Question

The area (in square units) enclosed between the curve $x^2 = 4y$ and the line $x = y$ is:

• A. 8
• B. $\frac{8}{3}$
• C. 16
• D. $\frac{16}{3}$

Answer 1

The Correct Option is B

To find the area enclosed between the curve $x^2 = 4y$ and the line $x = y$, we begin by identifying the points of intersection. Solving both equations simultaneously: 

$x^2 = 4y$ and $x = y$

Substitute $y = x$ into $x^2 = 4y$:

$x^2 = 4x \implies x^2 - 4x = 0 \implies x(x - 4) = 0$

This gives $x = 0$ or $x = 4$. Hence, $y = 0$ or $y = 4$, giving the points (0,0) and (4,4).

Now, calculate the area between the curve and line using integration:

1. The parabola: $y = \frac{x^2}{4}$

2. Line: $y = x$

Determine the area from $x = 0$ to $x = 4$:

$\text{Area} = \int_{0}^{4} (x - \frac{x^2}{4})\, dx$

$= \int_{0}^{4} x\, dx - \int_{0}^{4} \frac{x^2}{4}\, dx$

Evaluate each integral separately:

$\int_{0}^{4} x\, dx = \left[ \frac{x^2}{2} \right]_{0}^{4} = \frac{16}{2} - 0 = 8$

$\int_{0}^{4} \frac{x^2}{4}\, dx = \frac{1}{4} \left[\frac{x^3}{3}\right]_{0}^{4} = \frac{1}{4}\cdot\frac{64}{3} = \frac{16}{3}$

Hence, the area is $8 - \frac{16}{3} = \frac{24}{3} - \frac{16}{3} = \frac{8}{3}$ square units.

Answer 2

We are tasked with finding the area enclosed between the parabola \(x^2 = 4y\) and the line \(x = y\).

Find the points of intersection: The curve \(x^2 = 4y\) can be written as \(y = \frac{x^2}{4}\).

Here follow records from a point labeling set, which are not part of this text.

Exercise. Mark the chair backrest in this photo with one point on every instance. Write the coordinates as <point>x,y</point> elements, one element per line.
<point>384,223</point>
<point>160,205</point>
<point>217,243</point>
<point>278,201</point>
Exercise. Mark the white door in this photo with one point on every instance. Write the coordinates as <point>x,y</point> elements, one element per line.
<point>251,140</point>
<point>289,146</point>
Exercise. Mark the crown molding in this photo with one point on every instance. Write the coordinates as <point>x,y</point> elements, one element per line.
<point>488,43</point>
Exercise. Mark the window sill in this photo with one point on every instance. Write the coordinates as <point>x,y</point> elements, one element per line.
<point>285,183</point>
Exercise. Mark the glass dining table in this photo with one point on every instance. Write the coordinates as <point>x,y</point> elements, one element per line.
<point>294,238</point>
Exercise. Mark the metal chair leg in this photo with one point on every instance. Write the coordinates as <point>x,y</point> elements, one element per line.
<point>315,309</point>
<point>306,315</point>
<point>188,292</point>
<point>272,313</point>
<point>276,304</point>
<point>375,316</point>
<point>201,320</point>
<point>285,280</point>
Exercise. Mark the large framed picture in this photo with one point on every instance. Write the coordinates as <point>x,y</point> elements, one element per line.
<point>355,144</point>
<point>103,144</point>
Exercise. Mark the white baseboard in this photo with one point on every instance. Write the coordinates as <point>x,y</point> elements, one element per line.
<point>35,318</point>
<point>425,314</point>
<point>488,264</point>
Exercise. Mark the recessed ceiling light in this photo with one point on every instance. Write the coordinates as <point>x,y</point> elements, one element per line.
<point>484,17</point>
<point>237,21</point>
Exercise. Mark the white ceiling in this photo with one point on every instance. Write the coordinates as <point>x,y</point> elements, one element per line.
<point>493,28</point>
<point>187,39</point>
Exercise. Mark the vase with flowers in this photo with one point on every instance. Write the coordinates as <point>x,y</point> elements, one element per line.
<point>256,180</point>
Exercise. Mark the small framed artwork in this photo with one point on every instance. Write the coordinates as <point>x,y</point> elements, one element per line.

Setting \(y = x\) (for the line), we get:

\[x = \frac{x^2}{4} \Rightarrow 4x = x^2 \Rightarrow x(x - 4) = 0.\] Thus, \(x = 0\) and \(x = 4\). The region is enclosed between \(x = 0\) and \(x = 4\).

Setup the area integral: The area is computed as the integral of the difference between the top curve \((y = x)\) and the bottom curve \((y = \frac{x^2}{4})\)

\[Area = \int_0^4 \left( x - \frac{x^2}{4} \right) dx.\]

Compute the integral:

\[\int_0^4 \left( x - \frac{x^2}{4} \right) dx = \int_0^4 x dx - \int_0^4 \frac{x^2}{4} dx.\]

Compute each term separately:

\[\int_0^4 x dx = \left[ \frac{x^2}{2} \right]_0^4 = \frac{4^2}{2} - 0 = \frac{16}{2} = 8.\]

\[\int_0^4 \frac{x^2}{4} dx = \frac{1}{4} \int_0^4 x^2 dx = \frac{1}{4} \left[ \frac{x^3}{3} \right]_0^4 = \frac{1}{4} \left( \frac{4^3}{3} - 0 \right) = \frac{1}{4} \times \frac{64}{3} = \frac{16}{3}.\]

Now subtract the results:

\[Area = 8 - \frac{16}{3} = \frac{24}{3} - \frac{16}{3} = \frac{8}{3}.\]

Thus, the enclosed area is \(\frac{8}{3}\) square units.